Hang Yu1, Rencheng Zheng1, Weibo Chen2, Ruokun Li3, Huazheng Shi4, Chengyan Wang5, and He Wang1
1Institute of Science and Technology for Brain-Inspired Intelligence, Fudan University, Shanghai, China, 2Philips Healthcare, Shanghai, China, 3Department of Radiology, Ruijin Hospital, Shanghai Jiao Tong University School of Medicine, Shanghai, China, 4Shanghai Universal cloud imaging dignostic center, Shanghai, China, 5Human Phenome Institute, Fudan University, ShangHai, China
Synopsis
This study proposed a deep learning-based generative adversarial registration network (GARNET) for multi-contrast liver image registration and evaluated its value for hepatocellular carcinoma (HCC) segmentation. We used generative adversarial net (GAN) to synthesize images from diffusion-weighted imaging (DWI) to dynamic contrast-enhanced (DCE) and then applied for deformable registration on the synthesized DCE images. A total of 607 cirrhosis patients from 5 centers (401 HCC patients) were included in this study. We compared the proposed method with symmetric image normalization (SyN) registration and VoxelMorph. Experimental results demonstrated that GARNET improved the registration performances significantly and yielded better segmentation of HCC lesions.
Introduction
Accurate hepatocellular carcinoma (HCC) lesion detection and segmentation rely heavily on accurate registration among different contrast-weighted images, which is challenging due to the large variability of signal intensity distribution among multi-contrast images and the spatial misalignment caused by non-rigid deformations. Current available landmark-based1-4 or intensity-based5-8 methods have a greater probability of registration failure.

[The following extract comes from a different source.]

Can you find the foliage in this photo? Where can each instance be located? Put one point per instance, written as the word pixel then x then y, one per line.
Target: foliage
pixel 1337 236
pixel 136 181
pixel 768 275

Hence this study proposed a deep learning-based generative adversarial registration network (GARNET) to improve the registration accuracy of HCC between abdominal diffusion-weighted imaging (DWI) and dynamic contrast-enhanced (DCE) images, and then validated its value in HCC lesion segmentation using attention-based U-net (AU-NET).Methods
Data Acquisition
This retrospective study included 607 patients with liver cirrhosis (401 cases with HCC) from Jan. 2013 to Feb. 2021. MR imaging data were obtained from 5 medical centers (termed as RHP, PHP, PHS, ZYG, NHG) and four manufacture vendors, 3.0-T Skyra (Siemens), 3.0-T Ingenia (Philips), 1.5-T SIGNA HDe (GE), and 3.0-T Signa HDxt (GE). Two sequences were performed: (a) DWI (reconstructed resolution, 1.56×1.56×10 mm; imaging matrix, 256×256; and b-values, 0 and 600/800/1000 s/mm2), (b) four dynamic phases DCE (reconstructed resolution, 0.78×0.78×3.5 mm; and imaging matrix, 512×512). The delayed phase DCE was chosen as the target image for registration. The target HCC lesions and liver contours were manually outlined by two experienced radiologists on both DWI and delayed phase DCE images independently.
GARNET Registration
As shown in Figure 1, the proposed GARNET contained a training and a testing stage. We registered DWI and the delayed phase DCE images during the training stage by SyN9, which maximized the cross-correlation within the space of diffeomorphic maps. The training of GAN was performed on 2D slices of 206 non-HCC patients in RHP center with Adam optimizer. The pre-trained GAN was used during the registration stage to generate a synthesized DCE (sDCE) image from the source DWI image. Next, SyN was used to register the sDCE images with source DCE. Then, the deformation field obtained by SyN was applied to the source DWI for final registration.
GAN Architecture
The architectures of the generator and discriminator are shown in Figure 1. A U-Net architecture10 with a symmetrical encoding-decoding structure was used as the generator, containing a contracting path, a symmetric expanding path, and concatenations between the corresponding layers in contracting and expanding path layers. The discriminator network used the patchGANs11 structure, which classified each patch in one image as real or fake. Thus, the discriminator focused on the high-frequency information from the local image patches.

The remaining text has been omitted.